Command line options
Cloud MapReduce runs as a stand-alone Java program on the command line. It supports many options to make it easy to specify job parameters and facilitate easy tuning of performance. This page describes the available options.
Mandatory options
The following options are mandatory. They have to be specified on the command line.
- -k AWS_ACCESS_KEY: Specifies the AWS access key. You get the key when you sign up for AWS services.
- -s AWS_SECRET_KEY: Specifies the AWS secret key. The AWS access/secret key pair is used to access S3/SimpleDB/SQS as part of the job run. Make sure you sign up for all three services.

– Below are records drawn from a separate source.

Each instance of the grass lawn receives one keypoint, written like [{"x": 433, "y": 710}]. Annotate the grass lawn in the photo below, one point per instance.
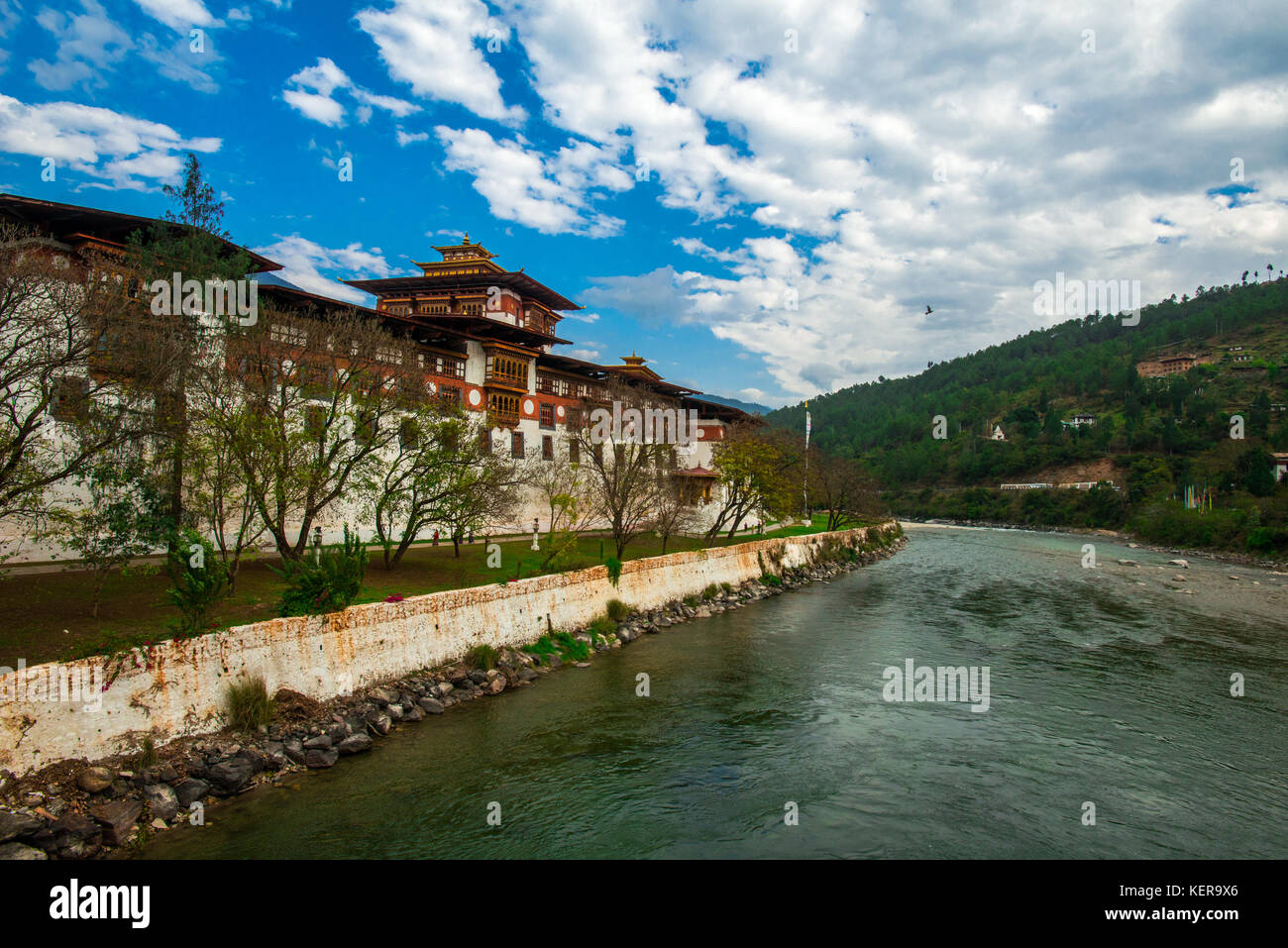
[{"x": 47, "y": 616}]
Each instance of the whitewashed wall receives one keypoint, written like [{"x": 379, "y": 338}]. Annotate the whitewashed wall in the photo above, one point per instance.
[{"x": 176, "y": 687}]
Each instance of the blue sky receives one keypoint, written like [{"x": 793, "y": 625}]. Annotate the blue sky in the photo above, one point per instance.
[{"x": 761, "y": 197}]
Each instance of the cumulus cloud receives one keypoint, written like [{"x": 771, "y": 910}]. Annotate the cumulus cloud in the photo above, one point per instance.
[
  {"x": 310, "y": 91},
  {"x": 119, "y": 149},
  {"x": 89, "y": 44},
  {"x": 318, "y": 269},
  {"x": 905, "y": 158},
  {"x": 178, "y": 14},
  {"x": 549, "y": 193},
  {"x": 430, "y": 46}
]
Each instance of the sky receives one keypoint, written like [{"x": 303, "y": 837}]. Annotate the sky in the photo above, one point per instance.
[{"x": 763, "y": 197}]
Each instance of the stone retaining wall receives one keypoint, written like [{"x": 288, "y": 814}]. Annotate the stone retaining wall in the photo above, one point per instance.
[{"x": 175, "y": 687}]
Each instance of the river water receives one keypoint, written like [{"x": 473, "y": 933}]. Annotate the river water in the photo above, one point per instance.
[{"x": 1107, "y": 685}]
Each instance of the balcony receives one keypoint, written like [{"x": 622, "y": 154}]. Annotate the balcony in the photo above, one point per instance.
[
  {"x": 507, "y": 378},
  {"x": 502, "y": 417}
]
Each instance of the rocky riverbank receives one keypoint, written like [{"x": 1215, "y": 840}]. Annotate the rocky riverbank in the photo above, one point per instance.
[
  {"x": 80, "y": 809},
  {"x": 1243, "y": 559}
]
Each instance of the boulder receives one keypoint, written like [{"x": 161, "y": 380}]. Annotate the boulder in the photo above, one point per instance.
[
  {"x": 16, "y": 824},
  {"x": 94, "y": 780},
  {"x": 116, "y": 818},
  {"x": 320, "y": 758},
  {"x": 231, "y": 776},
  {"x": 189, "y": 791},
  {"x": 20, "y": 852},
  {"x": 162, "y": 801},
  {"x": 355, "y": 743}
]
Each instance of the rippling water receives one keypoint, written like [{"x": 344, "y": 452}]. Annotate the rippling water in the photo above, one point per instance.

- -i input_file: Specifies the input files as path to S3 bucket/folder (e.g., -i /bucket/folder/). It will recursively include all sub-folders and sub-files.
- -c clientid: Specifies the clientid of a node. A node must have a unique clientid to distinguish the node from other nodes in the system.
- -j jobid: Even though there is a default ("CloudMapReduce"), you almost always have to specify a unique jobid to avoid conflict. Make sure a jobid is unique, and one is not the prefix of another. A good practice is to name it something like "xxx000", then increment the number part for the next run.
Optional options
These options all have a default value. You only need to specify them if you want to override the defaults.
- -p x: Default=1. The number of partitions the input files should be split into. The input files are split into equal partitions to facilitate parallel processing. Even though optional, this option probably should always be set to facilitate parallel processing.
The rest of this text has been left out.